My peeve is this: Rarely, but just often enough to be peeved, I still have duplicates. A .JPG file can be different from another by EXIF tags (Reference [01]). The images themselves though can be duplicates. A .PNG file can be a duplicate of a .GIF file. The encodings are different, but the pixels you see can be the same.

DUIapp solves these two problems. First, duplicates are detected when downloading is attempted. Duplicates never land on disk. Second, DUIapp almost certainly guarantees the pixel data in a downloaded file is unique regardless of tags or image type. I say "almost certainly" because an MD5 digest is theoretically not unique. But in all practical applications, they are indeed unique.
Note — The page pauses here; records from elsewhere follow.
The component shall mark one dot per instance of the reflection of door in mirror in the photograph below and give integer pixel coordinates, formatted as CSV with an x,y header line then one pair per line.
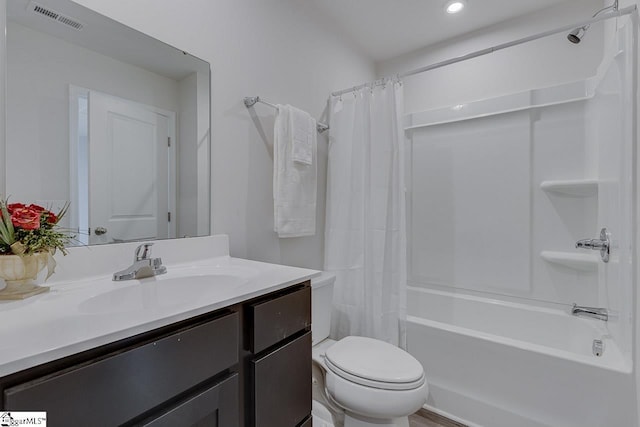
x,y
45,58
123,148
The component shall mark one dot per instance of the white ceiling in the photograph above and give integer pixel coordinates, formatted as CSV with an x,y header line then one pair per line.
x,y
384,29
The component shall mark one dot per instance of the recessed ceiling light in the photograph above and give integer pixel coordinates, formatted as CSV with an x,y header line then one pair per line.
x,y
454,6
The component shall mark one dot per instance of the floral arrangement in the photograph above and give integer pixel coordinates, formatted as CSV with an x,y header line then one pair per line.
x,y
29,229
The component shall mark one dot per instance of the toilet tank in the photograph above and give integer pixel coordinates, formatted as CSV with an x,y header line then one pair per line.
x,y
321,302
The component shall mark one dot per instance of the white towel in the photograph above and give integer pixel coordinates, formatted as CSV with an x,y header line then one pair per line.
x,y
294,177
302,131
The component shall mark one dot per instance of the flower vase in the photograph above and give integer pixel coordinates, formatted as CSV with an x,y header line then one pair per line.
x,y
19,273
DUIapp creates and maintains an index on disk in each chosen download folder (file named zjqxkImgIdx.bin) and in memory. This index is used to quickly check if a web image is unique for the given download folder.

But wait, I wanted more

When I started, I added three objectives beyond functionality.

I wanted a responsive UI that shows concurrent use of the image index even before the index is complete. The lower portion of the form shows this index is always available. If you Choose Download Folder and select one on your PC with a large number of image files (my test folder has 6671 images taking 1.7GB) you will see an increasing number of "Known" or "Indexed" files noted towards the bottom center of the form (See '2222 Known Files' in the UI screenshot).

If you move the TrackBar slider while this number is increasing, you will see different selected image file names in the bottom TextBox. Clicking the First [ |<- ], Previous [ <- ], Next [ -> ], or Last [ ->| ] navigation buttons will select different file names in the index. When you click Last, the TrackBar slider will drift towards the left as new files are added to the index.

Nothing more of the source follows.